Dan meski Kepri berada di wilayah Sumatera, namun kenyataannya suku yang mendominasi di provinsi ini hampir berbagi rata. Suku Jawa, Melayu, Minang, Batak dan Flores merupakan suku yang tergolong besar di Kepri. Sisanya suku-suku lain yang ada di berbagai penjuru nusantara. Berbeda kondisinya dengan di Lampung atau Sumut

Sehingga isu kedaerahan di provinsi termuda ini kurang memberi efek positif, bahkan cenderung blunder. Pasalnya, sebagai miniatur Indonesia penduduk Kepri tentunya beragam (heterogen). Di samping itu, berdasar hasil survey Centre for Strategic and Policy Studies (CSPS) tahun lalu, masyarakat Kepri menjatuhkan pilihannya tidak melulu berdasarkan suku, namun berlandaskan kompetensi

Untuk itu bagi kandidat yang masih konsisten “berjualan” isu primordial an sich akan menjadi peserta pertama yang harus angkat koper lebih awal dengan perolehan suara terendah, pasalnya jumlah penduduk terbesar di Kepri adalah Batam di mana populasinya mencapai 60 persen dari seluruh warga Kepri. Untuk itu seluruh kandidat dituntut untuk grubyuk dengan semua suku (dan agama)

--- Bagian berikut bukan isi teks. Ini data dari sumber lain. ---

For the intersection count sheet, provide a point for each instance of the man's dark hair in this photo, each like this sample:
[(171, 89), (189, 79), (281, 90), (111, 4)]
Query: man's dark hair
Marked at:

Realita Perempuan dan Sejarah Pemilu Kada
Di sisi lain, memanfaatkan semangat gerakan emansipasi wanita untuk menuntut kesetaraan hak juga tidak semudah membalikan telapak tangan. Meski populasi perempuan sangat strategis, namun pada kenyataannya sedikit sekali perempuan yang menduduki kursi empuk eksekutif. Pada awalnya, adanya Pemilu Kada bagi aktivis perempuan dijadikan sebagai media untuk mendongkrak keterwakilan perempuan pada jabatan “mentereng”, seperti walikota maupun gubernur. Namun kenyataannya jauh panggang dari api

Kenapa ini bisa terjadi? Menurut hasil diskusi bulanan Lingkaran Survey Indonesia (LSI) hal ini dikarenakan “politik masih diasosiasikan sebagai dunianya laki-laki. Perempuan hanya “cukup” sebagai pendamping laki-laki. Meminjam istilah Agustar di Sijori Mandiri adalah “menempatkan kaum perempuan di ranah domestik (rumah tangga) dan laki-laki di ruang publik”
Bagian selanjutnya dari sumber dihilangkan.